# KILLER DIG!!!!!! Pontil's and pre-1870s galore! Also killer militia stuff!



## PlaneDiggerCam (Nov 14, 2020)

Killer dig today! The spot I found was covered in rocks, but dated back to the 1700s! There were bottles in all the crevices! I'm out of breath already, lol, so I'll just show you guys the finds!





Back from left to right:
Atwood Bitters, Blank early med, St. Jacob's Oil, Johnson's American Anodyne Linement (c. 1850s), Howe & Stevens Family Dyes Colors (c. 1850s), early med with huge bubble!
Front from left to right:
Sweets Infallible Linement Open Pontil, Flint Glass perfume, Colgate & Co perfume, and a open pontilled umbrella ink (broken top ☹)




Left to right:
Clay marble, glass button, 2 P & S 1875 S.S. Co steamship buttons, U.S. Militia eagle buckle part, 3 eagle U.S. Militia buttons.

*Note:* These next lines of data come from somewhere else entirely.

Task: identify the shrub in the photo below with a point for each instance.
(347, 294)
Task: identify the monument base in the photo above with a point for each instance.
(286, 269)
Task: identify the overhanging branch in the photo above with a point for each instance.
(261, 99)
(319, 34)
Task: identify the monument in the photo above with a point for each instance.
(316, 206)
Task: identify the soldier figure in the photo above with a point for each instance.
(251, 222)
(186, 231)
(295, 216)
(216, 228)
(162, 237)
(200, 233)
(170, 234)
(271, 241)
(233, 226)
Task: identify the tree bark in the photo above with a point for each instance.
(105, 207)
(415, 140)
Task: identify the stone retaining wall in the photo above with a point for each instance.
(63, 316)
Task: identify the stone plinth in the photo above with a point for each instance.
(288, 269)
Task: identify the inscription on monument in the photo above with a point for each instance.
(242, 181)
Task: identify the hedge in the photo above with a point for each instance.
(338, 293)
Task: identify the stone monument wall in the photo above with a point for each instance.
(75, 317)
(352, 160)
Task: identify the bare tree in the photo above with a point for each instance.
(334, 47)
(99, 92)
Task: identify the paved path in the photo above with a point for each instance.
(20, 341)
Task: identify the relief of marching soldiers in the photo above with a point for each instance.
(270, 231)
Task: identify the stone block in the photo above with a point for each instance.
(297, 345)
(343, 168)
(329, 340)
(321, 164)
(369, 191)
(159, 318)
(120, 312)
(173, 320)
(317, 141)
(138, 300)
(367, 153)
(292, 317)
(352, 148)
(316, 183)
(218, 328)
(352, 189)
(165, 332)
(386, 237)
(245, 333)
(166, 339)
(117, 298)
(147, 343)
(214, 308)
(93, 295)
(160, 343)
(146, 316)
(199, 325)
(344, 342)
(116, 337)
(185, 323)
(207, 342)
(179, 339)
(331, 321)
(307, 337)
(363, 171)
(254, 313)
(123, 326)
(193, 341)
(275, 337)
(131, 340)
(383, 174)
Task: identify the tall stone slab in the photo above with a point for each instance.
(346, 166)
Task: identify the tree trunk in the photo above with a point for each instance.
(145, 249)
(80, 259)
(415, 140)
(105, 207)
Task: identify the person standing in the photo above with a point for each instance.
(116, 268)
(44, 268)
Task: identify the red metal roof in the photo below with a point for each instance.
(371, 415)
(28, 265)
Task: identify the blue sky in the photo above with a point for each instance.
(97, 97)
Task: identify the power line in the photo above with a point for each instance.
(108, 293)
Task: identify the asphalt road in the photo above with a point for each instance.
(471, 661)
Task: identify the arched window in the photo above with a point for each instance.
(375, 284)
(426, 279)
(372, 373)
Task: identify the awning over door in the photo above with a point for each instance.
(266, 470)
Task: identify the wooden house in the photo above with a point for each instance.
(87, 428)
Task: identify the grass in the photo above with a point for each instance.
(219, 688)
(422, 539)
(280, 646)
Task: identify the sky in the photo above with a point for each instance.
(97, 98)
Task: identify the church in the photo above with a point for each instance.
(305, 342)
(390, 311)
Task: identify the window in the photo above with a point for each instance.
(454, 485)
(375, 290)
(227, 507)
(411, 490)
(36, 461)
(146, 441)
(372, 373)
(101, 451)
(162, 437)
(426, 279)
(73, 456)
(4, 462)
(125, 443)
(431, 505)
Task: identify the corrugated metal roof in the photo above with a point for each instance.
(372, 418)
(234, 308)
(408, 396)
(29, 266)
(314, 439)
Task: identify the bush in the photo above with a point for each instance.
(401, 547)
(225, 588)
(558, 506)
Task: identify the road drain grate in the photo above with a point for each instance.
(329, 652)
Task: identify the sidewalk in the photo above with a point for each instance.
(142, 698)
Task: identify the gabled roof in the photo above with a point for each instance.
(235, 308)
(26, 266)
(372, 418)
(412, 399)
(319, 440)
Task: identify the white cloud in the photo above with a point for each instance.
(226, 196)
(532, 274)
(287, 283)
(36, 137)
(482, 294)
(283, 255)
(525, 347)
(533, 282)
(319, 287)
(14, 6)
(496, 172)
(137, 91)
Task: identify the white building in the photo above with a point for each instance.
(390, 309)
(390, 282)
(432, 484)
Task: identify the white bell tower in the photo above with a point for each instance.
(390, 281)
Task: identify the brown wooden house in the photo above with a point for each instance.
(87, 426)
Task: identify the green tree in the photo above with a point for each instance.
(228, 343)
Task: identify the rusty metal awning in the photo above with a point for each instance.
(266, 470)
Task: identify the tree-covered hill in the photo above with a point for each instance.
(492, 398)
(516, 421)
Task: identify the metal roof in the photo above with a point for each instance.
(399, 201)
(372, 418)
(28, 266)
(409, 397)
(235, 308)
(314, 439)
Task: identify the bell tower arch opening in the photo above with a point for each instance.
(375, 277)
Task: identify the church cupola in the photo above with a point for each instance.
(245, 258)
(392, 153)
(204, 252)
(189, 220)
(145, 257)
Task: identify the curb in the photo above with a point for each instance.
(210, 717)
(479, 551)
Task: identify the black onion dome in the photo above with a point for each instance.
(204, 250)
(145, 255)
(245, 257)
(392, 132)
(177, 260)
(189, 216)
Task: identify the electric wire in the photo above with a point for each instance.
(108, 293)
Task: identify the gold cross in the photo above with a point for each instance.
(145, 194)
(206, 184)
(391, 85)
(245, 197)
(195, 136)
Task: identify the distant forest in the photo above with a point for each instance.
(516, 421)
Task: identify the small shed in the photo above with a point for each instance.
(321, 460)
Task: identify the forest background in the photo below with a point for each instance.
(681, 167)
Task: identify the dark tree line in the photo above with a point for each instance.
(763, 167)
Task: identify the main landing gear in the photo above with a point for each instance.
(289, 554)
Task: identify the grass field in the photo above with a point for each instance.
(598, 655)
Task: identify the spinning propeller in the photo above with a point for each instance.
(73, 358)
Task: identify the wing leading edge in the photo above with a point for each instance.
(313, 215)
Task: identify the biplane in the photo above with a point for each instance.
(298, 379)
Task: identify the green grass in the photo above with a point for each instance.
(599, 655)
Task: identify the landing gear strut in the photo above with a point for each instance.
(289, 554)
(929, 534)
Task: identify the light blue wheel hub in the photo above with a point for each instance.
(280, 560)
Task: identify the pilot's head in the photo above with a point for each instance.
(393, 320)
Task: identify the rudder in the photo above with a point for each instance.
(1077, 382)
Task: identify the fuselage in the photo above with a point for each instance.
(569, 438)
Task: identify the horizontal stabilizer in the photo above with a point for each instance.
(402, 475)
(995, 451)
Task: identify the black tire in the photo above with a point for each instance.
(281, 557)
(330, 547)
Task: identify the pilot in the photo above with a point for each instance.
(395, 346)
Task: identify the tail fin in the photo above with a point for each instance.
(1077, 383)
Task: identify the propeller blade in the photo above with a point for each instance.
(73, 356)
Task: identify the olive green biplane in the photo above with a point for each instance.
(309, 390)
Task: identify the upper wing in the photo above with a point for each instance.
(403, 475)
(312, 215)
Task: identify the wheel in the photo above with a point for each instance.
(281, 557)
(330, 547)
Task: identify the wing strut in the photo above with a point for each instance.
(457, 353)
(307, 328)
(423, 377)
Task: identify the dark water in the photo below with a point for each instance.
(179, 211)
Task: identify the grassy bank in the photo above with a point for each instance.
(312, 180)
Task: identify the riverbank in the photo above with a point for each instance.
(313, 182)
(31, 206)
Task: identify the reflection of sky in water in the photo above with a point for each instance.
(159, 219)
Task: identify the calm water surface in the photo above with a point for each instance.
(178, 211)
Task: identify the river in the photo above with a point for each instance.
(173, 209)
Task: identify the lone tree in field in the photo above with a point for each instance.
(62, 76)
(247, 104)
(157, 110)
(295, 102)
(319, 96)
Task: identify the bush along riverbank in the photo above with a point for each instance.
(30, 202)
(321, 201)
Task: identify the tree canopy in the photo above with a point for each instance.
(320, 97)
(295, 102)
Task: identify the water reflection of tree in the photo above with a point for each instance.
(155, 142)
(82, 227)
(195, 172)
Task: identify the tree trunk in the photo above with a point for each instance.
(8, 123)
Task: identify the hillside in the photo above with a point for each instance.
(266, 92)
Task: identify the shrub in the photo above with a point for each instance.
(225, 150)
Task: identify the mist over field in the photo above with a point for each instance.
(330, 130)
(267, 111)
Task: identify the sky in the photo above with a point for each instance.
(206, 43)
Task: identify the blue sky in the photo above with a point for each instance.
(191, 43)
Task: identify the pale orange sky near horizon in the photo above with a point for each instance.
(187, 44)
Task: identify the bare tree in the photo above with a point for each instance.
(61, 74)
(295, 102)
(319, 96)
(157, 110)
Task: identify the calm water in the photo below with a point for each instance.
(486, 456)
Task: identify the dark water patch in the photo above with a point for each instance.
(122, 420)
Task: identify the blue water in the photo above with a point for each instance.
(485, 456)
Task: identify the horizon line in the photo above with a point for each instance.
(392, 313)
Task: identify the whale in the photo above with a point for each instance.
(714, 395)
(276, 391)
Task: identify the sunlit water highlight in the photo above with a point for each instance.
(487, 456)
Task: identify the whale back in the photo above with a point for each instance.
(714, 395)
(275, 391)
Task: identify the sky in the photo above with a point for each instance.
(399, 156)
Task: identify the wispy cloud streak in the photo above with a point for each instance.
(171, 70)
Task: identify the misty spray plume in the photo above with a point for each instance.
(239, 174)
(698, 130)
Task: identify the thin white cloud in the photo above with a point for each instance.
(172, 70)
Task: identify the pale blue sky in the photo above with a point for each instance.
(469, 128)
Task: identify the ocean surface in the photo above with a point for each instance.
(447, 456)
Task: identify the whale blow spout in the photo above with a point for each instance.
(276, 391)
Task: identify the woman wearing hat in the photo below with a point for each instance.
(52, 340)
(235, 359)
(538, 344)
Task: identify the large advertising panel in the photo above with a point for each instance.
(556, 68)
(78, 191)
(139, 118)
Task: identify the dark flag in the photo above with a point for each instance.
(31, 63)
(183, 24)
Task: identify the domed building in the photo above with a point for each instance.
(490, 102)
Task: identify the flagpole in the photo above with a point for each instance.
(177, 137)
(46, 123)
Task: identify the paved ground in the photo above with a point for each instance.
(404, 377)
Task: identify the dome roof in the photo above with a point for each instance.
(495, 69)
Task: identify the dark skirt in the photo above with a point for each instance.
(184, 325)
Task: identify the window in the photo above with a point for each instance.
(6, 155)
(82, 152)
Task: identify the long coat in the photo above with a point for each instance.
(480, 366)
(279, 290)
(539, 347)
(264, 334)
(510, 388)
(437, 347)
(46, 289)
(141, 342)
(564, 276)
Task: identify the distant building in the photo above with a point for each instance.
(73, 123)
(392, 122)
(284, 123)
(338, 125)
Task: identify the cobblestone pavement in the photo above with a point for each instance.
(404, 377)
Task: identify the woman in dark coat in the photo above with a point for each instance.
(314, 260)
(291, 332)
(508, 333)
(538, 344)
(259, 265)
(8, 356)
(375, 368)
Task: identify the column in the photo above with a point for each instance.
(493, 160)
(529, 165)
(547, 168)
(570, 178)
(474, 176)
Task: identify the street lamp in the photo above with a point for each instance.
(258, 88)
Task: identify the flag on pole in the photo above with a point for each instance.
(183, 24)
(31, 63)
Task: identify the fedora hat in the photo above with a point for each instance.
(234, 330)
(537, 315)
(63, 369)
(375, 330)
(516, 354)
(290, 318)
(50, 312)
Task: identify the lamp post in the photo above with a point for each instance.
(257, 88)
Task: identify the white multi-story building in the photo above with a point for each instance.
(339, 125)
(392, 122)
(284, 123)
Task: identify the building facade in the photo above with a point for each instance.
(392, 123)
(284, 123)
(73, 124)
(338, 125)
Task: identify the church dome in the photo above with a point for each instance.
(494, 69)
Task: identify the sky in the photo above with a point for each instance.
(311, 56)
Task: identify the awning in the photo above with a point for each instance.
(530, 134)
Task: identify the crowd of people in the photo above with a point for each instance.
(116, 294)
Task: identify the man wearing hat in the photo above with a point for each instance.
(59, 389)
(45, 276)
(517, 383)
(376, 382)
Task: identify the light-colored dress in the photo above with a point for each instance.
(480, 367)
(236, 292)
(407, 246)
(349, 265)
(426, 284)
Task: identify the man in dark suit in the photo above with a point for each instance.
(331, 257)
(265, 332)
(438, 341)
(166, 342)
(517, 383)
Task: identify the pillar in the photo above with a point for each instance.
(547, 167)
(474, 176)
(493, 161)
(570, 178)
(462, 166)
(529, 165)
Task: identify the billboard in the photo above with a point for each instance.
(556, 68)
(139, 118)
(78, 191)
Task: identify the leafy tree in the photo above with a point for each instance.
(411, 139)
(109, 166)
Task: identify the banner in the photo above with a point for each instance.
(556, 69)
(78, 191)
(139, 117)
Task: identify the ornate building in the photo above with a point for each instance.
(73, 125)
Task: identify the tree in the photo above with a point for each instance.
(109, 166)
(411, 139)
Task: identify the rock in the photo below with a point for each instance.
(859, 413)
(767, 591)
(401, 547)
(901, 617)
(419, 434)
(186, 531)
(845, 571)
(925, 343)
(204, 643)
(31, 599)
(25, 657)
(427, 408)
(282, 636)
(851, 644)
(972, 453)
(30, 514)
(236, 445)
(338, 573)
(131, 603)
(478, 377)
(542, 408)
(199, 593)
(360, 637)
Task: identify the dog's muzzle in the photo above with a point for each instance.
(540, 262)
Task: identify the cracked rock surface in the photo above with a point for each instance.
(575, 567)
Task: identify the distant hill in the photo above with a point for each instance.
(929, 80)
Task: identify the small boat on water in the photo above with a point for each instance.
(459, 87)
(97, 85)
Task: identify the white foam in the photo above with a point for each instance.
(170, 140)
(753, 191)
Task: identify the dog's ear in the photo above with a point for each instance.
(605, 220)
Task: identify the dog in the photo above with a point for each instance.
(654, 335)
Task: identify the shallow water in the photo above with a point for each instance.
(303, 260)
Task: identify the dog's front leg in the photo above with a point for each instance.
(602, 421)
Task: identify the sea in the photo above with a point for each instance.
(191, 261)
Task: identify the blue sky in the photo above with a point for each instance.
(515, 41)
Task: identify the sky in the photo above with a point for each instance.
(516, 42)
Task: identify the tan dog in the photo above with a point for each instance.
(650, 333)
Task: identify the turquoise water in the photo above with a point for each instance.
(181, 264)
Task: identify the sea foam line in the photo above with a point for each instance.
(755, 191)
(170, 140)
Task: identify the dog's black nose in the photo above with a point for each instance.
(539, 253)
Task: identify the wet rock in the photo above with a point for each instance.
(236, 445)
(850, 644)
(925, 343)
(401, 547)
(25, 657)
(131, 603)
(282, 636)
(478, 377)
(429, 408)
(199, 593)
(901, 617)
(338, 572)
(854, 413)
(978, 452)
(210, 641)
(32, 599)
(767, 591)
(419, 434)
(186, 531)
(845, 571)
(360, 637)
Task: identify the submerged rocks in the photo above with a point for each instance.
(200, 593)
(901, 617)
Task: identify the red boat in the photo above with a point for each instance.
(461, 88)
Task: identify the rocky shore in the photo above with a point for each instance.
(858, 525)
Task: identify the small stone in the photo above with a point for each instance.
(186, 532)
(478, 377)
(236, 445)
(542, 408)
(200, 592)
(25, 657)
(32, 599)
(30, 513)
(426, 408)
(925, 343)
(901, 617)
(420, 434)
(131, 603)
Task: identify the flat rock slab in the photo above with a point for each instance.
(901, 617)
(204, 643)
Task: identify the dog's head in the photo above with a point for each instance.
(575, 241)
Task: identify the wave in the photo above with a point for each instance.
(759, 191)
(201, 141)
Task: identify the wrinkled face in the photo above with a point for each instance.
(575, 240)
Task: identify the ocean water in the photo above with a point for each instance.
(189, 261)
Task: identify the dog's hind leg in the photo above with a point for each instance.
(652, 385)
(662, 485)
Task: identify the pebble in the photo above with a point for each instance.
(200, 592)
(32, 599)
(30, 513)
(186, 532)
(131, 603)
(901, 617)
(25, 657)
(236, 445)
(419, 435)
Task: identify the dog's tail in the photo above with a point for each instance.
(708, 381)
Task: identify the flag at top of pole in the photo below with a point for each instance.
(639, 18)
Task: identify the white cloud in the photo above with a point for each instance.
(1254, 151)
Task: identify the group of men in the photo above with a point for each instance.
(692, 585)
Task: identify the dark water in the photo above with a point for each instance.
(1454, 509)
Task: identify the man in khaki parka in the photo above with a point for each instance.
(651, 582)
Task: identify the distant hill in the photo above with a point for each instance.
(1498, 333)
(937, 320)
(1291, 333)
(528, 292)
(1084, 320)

Early bottle, look at the bubble! :







Open Pontil, Steven Sweet's Infallible Linement (w/ contents):







Rolled lip Johnson's American Anodyne Linement:







Early! Howe and Stevens Family Dyes & Colors:


----------



## PlaneDiggerCam (Nov 14, 2020)

St Jakob's oil:




Open Pontil Umbrella ink:




Such a fun and exciting day!

Thanks for looking,
          PlaneDiggerCam


----------



## mbsbox (Nov 14, 2020)

Wow! Amazing finds!


----------



## Timelypicken (Nov 14, 2020)

LOVE the military


----------



## CanadianBottles (Nov 14, 2020)

Wow that's an excellent dig!  Sure aren't that many dumps with pontil bottles in them left these days, that's a pretty rare find!  Amazing that so many managed to survive in a rocky site too.


----------



## embe (Nov 14, 2020)

looking good


----------



## shotdwn (Nov 14, 2020)

Too bad about the ink. I really like the buttons. Nice finds on the bottles also.


----------



## Gunsmoke (Nov 14, 2020)

Really nice finds!


----------



## yacorie (Nov 15, 2020)

Great finds - there have to be more areas


----------



## PlaneDiggerCam (Nov 15, 2020)

yacorie said:


> Great finds - there have to be more areas


Yes, I believe there probably are!


----------



## PlaneDiggerCam (Nov 15, 2020)

My digging buddy's finds:


----------



## bottlecrazy (Nov 15, 2020)

That Sweets is really sweet!  Love your buddy's ink too - is it pontiled?  Great buttons too.  I'm envious!


----------



## PlaneDiggerCam (Nov 16, 2020)

bottlecrazy said:


> That Sweets is really sweet!  Love your buddy's ink too - is it pontiled?  Great buttons too.  I'm envious!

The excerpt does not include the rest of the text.